Weakness in US share market doesn’t have much to do with covid developments, even though infection numbers there continue to rise (daily totals above 60,000) and in many places restrictions, such as mandatory mask wearing, are being put back in place. On the positive side, UK infections continue to fall, to below 25,000 on Tuesday and with the 7-day average down to 32,275 from 35,546. though hospitalisations are up – to 5,918 as of 5 days ago from 5,238 the day before, while the daily average of deaths has also crept up (68.6 from 63.1). the UK experiment with re-opening does though by and large look to working without overwhelming the National Health Service.
Incoming US economic data has also not been to blame for equity market travails. US durable goods orders were softer than expected in headline terms in June at 0.8% against 2.2% expected, though the ‘Capital goods orders ex-defence ex-aircraft’ sub-series, the best measure of underlying new orders, was 0.5% against 0.7% expected but with May revised up to 0.5% from 0.1%. Meanwhile Consumer Confidence, as measured by the Conference Board, rose to 129.1 from 128.9, well above the 123.9 expected – no sign here of rising covid infections yet dampening consumer spirits. And the Richmond Fed Manufacturing index lifted to 27 against 20.0 expected with June revised to 26 from 22.

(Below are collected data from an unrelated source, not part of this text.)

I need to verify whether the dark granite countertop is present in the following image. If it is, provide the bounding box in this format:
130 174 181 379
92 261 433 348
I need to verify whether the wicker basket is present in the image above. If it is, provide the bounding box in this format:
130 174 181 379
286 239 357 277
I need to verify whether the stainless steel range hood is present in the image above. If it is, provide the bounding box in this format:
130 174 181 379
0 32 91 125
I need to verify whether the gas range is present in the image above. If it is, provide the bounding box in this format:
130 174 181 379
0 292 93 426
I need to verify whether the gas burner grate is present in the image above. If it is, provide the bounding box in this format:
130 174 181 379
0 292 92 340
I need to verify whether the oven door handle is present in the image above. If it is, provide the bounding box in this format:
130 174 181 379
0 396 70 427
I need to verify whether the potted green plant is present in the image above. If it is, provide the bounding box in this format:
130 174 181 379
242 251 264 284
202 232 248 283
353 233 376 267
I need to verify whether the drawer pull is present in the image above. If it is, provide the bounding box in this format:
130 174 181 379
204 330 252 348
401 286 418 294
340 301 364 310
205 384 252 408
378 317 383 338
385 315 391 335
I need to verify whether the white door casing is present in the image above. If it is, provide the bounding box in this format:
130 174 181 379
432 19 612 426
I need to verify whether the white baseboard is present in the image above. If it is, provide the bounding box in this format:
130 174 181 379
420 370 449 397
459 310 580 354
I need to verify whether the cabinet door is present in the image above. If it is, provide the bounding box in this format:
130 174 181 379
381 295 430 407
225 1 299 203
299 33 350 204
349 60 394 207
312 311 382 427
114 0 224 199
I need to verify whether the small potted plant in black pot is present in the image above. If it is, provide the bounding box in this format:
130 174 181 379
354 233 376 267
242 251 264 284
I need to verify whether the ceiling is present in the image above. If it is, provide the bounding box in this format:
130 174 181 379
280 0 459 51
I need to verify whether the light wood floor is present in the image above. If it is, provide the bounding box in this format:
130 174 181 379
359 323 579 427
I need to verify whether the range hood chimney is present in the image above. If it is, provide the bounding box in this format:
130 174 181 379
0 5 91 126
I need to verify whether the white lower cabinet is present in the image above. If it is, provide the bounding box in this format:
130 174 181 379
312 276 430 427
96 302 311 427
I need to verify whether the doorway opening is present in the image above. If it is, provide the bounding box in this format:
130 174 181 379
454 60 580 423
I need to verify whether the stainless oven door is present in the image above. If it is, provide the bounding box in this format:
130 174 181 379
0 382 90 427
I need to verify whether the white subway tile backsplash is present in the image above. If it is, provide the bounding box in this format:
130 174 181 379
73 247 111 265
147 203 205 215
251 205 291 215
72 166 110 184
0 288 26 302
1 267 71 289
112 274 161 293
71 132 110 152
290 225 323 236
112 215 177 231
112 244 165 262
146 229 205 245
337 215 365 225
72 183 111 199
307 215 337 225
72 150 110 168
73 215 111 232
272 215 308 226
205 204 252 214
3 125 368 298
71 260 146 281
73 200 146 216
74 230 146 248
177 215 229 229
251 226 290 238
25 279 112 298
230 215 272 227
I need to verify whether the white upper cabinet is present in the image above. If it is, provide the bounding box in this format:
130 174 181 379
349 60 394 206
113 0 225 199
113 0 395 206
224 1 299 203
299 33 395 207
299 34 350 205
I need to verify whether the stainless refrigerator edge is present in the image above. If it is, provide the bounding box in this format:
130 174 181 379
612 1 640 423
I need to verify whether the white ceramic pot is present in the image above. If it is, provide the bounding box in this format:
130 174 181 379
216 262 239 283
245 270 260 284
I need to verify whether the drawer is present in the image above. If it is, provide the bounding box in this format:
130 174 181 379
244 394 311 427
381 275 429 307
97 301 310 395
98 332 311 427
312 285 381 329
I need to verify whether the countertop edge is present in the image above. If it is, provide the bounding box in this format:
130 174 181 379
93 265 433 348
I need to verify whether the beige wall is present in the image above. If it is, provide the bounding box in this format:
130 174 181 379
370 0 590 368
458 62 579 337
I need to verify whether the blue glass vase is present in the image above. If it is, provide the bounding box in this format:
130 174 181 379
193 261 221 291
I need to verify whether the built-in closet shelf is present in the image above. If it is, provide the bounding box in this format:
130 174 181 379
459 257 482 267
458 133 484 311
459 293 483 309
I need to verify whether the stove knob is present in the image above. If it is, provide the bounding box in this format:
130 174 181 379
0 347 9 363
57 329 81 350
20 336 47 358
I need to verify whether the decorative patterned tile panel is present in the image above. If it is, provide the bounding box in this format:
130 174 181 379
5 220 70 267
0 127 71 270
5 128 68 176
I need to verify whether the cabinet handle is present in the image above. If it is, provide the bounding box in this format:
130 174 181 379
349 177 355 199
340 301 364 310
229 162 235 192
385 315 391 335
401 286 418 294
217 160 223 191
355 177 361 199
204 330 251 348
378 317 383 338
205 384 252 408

After the NYSE close, Apple reported Q2 earnings of $81.4bn against a consensus for $73.82 (wow); Alphabet $50.95bn vs. the $46.08bn street consensus and Microsoft $46.15bn vs. $44.26bn expected.
In front of the conclusion of the two-day FOMC meeting tonight, another bull flattening move in US Treasuries where 10s are currently -5bps (as is the 30-year) to 1.24% and the 2-year note down 0.6bp to 0.204%. Earlier European bonds ended with the 10year German Bund down 2.4bps to -0.444% – a lucky Chinese number there, perhaps they’ll be buying it some more later today.

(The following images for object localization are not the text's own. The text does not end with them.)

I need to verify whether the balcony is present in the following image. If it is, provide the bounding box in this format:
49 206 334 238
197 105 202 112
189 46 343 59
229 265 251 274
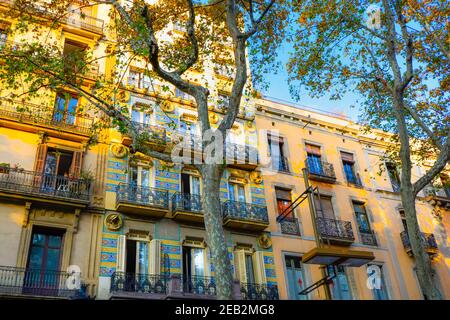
110 272 168 299
225 143 259 170
0 266 86 299
0 98 93 137
182 275 217 298
424 186 450 209
359 229 378 246
240 283 279 300
316 217 355 246
346 174 363 188
0 1 104 35
0 169 91 206
222 200 269 231
115 183 169 218
122 122 167 151
305 158 337 183
171 192 203 223
279 217 301 236
400 231 438 257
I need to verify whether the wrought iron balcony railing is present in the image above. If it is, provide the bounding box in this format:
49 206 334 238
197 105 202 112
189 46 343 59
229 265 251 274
0 266 84 298
0 98 93 135
222 200 269 224
316 217 355 244
182 275 217 296
110 272 168 295
225 142 259 165
131 121 167 142
346 173 363 187
359 229 378 246
279 217 301 236
0 169 91 203
240 283 279 300
0 1 104 34
116 183 169 209
171 192 203 213
305 158 336 181
400 231 438 256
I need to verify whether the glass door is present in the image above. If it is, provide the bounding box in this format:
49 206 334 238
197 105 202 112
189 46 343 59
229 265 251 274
285 255 306 300
25 228 64 295
54 94 78 125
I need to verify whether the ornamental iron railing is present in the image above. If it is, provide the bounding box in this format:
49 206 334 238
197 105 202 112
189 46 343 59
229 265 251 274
316 217 355 242
240 283 279 300
222 200 269 224
0 266 83 298
110 272 168 295
400 231 438 255
0 169 91 202
305 158 336 180
279 217 301 236
171 192 203 213
116 183 169 209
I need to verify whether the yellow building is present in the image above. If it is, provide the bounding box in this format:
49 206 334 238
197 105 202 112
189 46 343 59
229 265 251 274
0 1 448 301
255 97 449 300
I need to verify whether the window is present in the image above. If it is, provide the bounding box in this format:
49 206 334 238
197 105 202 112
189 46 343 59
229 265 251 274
314 195 336 220
368 264 389 300
180 172 201 211
0 29 7 48
182 245 208 292
125 238 149 275
275 187 293 218
284 255 307 300
25 227 64 293
341 152 359 185
353 202 377 246
228 182 246 202
268 134 289 172
386 163 400 192
234 248 265 285
399 209 408 232
306 144 323 175
217 93 230 111
327 266 352 300
131 107 152 125
353 202 371 233
63 40 88 76
129 164 151 187
128 70 151 89
53 93 78 125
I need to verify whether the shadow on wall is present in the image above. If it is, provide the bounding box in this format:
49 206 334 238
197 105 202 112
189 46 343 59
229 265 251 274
0 134 36 169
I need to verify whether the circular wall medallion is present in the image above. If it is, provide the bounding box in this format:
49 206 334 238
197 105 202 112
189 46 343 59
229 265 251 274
258 233 272 249
209 112 219 124
111 143 128 159
105 213 123 231
250 171 262 184
161 100 174 113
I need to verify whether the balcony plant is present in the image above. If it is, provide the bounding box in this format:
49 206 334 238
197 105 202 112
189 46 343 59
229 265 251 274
0 163 10 174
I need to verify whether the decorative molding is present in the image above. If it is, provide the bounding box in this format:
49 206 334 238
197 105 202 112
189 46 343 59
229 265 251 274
110 143 128 159
105 213 123 231
257 233 272 249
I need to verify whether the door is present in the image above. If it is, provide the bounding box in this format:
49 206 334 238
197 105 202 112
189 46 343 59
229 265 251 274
129 165 151 203
183 247 206 293
25 228 64 295
125 239 150 291
285 255 306 300
327 266 352 300
42 149 74 194
181 173 201 211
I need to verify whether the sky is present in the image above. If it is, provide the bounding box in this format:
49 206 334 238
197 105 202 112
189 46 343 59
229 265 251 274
255 45 361 122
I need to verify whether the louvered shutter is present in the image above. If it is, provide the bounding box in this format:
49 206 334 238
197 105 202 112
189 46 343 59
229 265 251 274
204 247 211 278
149 239 161 275
234 250 247 283
305 144 321 156
340 151 355 163
116 235 126 273
252 251 267 285
34 143 48 173
346 268 358 300
69 151 83 178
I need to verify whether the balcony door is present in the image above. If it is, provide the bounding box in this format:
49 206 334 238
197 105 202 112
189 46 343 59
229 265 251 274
284 255 307 300
327 266 352 300
314 195 336 220
182 246 208 293
228 182 246 202
54 93 78 125
40 148 80 193
181 173 201 211
25 227 64 295
306 144 322 175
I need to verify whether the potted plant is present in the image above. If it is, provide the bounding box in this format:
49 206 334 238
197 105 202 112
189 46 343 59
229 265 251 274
0 163 10 174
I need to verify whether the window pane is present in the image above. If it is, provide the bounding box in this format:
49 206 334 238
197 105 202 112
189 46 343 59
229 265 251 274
237 185 246 202
138 241 149 275
191 176 200 195
28 247 44 269
228 183 236 201
131 109 141 122
192 248 204 277
66 97 78 124
45 248 61 271
141 168 150 187
48 235 62 248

In currencies it’s the pro-cyclical/commodity currencies that have all suffered on the coat-tails of the risk-markets sell-off, with NZD and NOK both down 0.7% on Monday’s close and AUD and CAD a lesser 0.3% and 0.4% respectively. The JPY tops the leader board, +0.6% to see USD/JPY back below Y110 with CHF not far behind at +0.44%. CHF and JPY gain (together with a 0.1% rise in EUR/USD) has allowed for the DXY USD index to be weaker, -0.17%.
Finally, in commodities, oil has held in with a 0.2% gain for Brent crude but metals prices are all lower, albeit only modestly, led by a 1.8% fall nickel and 1.4% for steel futures, the latter following news yesterday afternoon that the Chinese authorities may soon impose new duties on steel exports.

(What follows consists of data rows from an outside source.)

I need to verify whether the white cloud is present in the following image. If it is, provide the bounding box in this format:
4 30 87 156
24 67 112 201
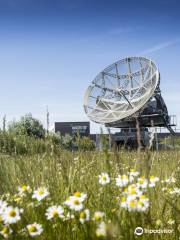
138 38 180 55
109 26 143 35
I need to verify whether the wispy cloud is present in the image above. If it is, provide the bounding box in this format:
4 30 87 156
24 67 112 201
109 26 143 35
109 27 134 35
76 26 142 43
138 38 180 55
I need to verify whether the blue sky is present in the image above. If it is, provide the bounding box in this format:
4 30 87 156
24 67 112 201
0 0 180 133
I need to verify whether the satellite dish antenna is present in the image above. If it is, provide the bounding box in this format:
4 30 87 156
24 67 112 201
84 57 175 134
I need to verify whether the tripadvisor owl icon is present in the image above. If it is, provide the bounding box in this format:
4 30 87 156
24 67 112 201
134 227 144 236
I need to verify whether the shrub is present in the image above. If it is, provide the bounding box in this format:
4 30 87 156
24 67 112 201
76 134 95 151
0 131 60 155
8 113 45 139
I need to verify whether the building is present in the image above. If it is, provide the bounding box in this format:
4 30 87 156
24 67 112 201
55 121 90 137
54 121 179 149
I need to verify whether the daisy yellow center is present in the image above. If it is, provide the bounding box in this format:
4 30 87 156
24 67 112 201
9 210 16 217
121 196 126 202
156 220 162 226
22 185 27 191
150 176 155 180
102 176 107 181
138 179 144 184
129 200 136 208
138 201 144 206
80 212 86 219
52 210 59 217
122 175 128 180
38 190 44 195
29 226 37 233
95 215 102 221
140 195 146 199
73 199 80 205
2 226 9 234
129 188 136 195
111 208 116 213
14 197 21 203
74 192 81 197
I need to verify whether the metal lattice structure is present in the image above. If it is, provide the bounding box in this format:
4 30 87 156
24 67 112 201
84 57 175 134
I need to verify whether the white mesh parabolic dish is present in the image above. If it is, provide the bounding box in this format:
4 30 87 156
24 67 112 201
83 57 159 124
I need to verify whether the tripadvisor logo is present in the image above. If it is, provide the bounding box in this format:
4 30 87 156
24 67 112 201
134 227 144 236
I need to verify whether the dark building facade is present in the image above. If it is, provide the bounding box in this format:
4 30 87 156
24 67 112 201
54 121 179 149
55 122 90 137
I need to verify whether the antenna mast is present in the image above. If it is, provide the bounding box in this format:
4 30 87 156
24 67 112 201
3 115 6 132
46 106 49 134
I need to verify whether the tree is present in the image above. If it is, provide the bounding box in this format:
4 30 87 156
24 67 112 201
8 113 45 138
61 134 74 149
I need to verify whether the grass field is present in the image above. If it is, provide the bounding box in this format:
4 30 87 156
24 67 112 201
0 143 179 239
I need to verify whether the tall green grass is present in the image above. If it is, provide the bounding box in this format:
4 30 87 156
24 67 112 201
0 134 179 239
0 131 61 155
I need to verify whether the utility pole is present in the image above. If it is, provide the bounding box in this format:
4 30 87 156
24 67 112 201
3 115 6 132
107 127 111 150
155 127 158 151
46 106 49 134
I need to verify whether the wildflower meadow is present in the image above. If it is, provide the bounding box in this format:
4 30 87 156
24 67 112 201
0 134 179 240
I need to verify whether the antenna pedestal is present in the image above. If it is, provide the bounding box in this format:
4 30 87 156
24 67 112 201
105 91 175 134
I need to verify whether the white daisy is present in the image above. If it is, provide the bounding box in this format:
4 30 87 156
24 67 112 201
164 177 176 183
73 192 87 202
167 219 175 225
136 201 149 212
64 196 83 211
120 196 127 208
93 211 105 222
129 169 139 177
137 177 148 189
149 176 159 187
96 222 107 237
169 187 180 195
125 184 143 199
18 185 31 196
121 192 149 212
65 212 75 221
136 195 149 212
2 206 22 224
27 223 43 237
32 187 49 201
45 205 64 220
0 200 8 215
98 173 110 185
115 175 129 187
0 226 12 239
79 209 90 224
126 198 138 212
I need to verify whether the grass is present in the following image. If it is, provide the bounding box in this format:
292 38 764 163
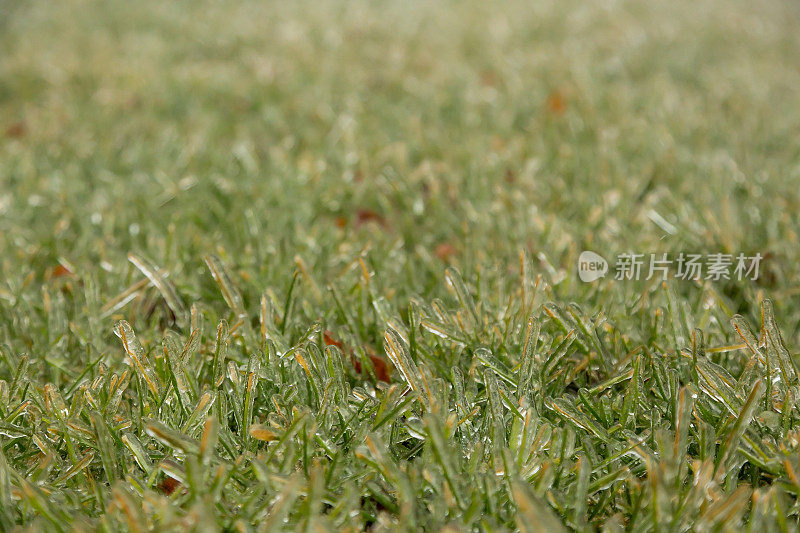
1 0 800 530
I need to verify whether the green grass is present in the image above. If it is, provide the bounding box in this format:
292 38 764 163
1 0 800 530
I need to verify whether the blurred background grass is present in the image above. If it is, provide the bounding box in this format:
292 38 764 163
1 0 800 363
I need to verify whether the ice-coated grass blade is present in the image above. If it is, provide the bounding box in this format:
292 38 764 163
546 397 612 444
261 474 302 532
696 358 742 415
763 299 799 385
424 413 464 509
731 315 760 356
0 449 11 518
673 387 694 480
716 379 764 479
204 254 245 315
121 431 153 476
52 451 94 485
512 480 567 533
242 353 260 447
518 314 541 400
182 391 216 434
445 267 481 332
572 453 591 529
384 325 422 396
114 320 161 401
90 411 118 483
485 371 507 475
212 320 229 388
567 303 610 373
146 420 200 456
128 253 188 326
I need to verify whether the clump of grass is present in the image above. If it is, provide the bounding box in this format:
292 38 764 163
2 0 800 529
1 258 799 530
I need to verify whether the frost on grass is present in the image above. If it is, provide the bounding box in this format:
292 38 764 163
2 256 800 530
2 0 800 529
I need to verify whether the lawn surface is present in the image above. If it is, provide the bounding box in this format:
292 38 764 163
1 0 800 530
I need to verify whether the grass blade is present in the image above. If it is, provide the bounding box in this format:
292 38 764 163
204 254 245 315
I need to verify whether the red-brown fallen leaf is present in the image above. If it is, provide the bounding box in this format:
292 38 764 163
5 121 26 138
52 264 74 278
355 209 387 228
353 353 391 383
479 69 498 87
369 355 391 383
45 261 75 281
124 95 142 110
434 243 458 261
490 136 506 152
323 331 345 350
157 476 181 495
324 330 391 382
546 90 567 115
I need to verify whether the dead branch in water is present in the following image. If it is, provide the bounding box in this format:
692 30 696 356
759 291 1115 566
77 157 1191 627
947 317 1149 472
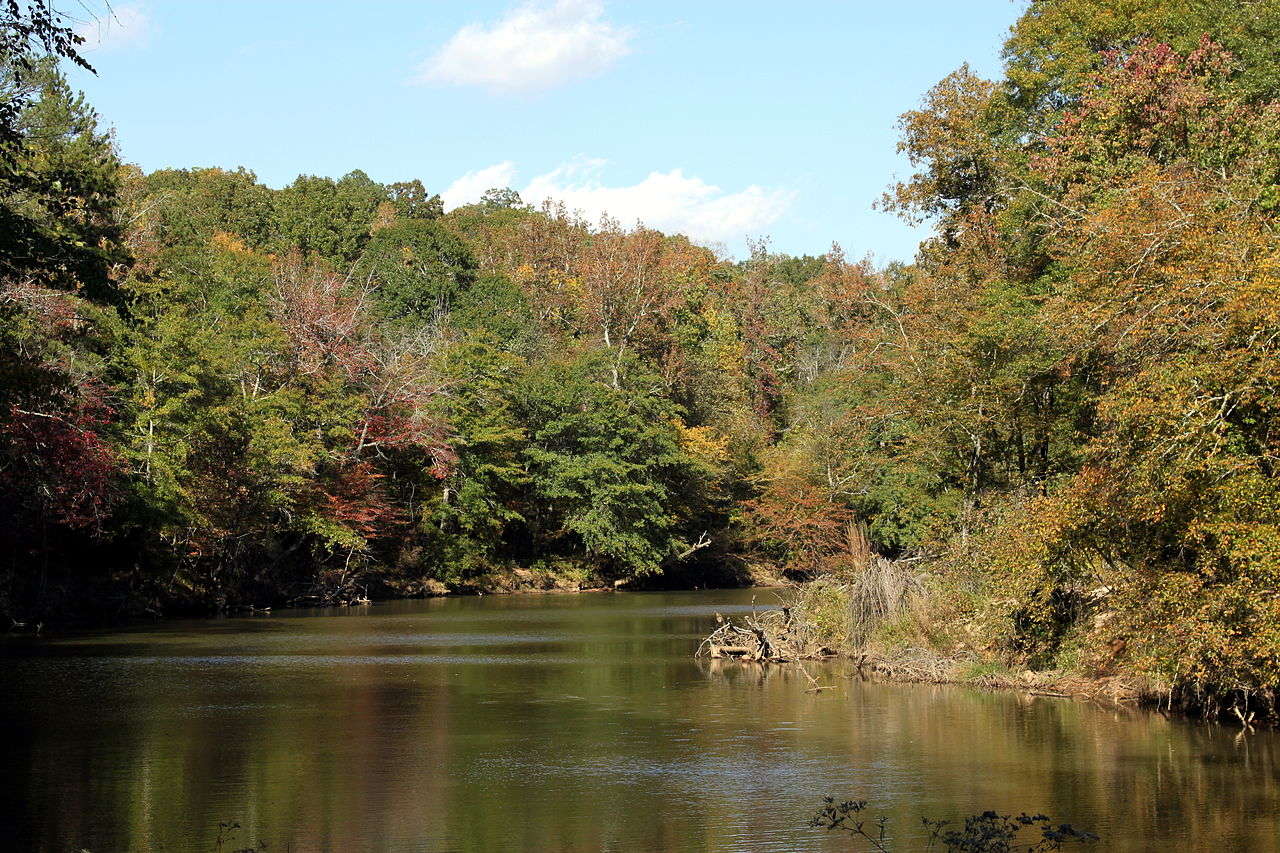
696 603 839 663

- Australian Q2 CPI on Wednesday is the key data focus of the week. NAB pencils in 0.6%q/q for headline, with trimmed mean expected to remain muted at 0.4%q/q (market consensus 0.7% within a 0.3 – 1.2% rang for headline, and 0.5% for the trimmed mean within a 0.3 – 0.7% range. On our forecast headline is expected to spike to 3.7%y/y, reflecting base effects as the sharp decline in Q2 2020 drops out of the calculation. That is expected to fall back sharply over the second half of 2021.
- Canada has its June CPI report where the average of the three core measures is seen unchanged at 2.3% y/y.
- The FOMC is meeting, with its latest meeting decision at 04:00 AEST Thursday followed by the Jay Powell presser half an hour later.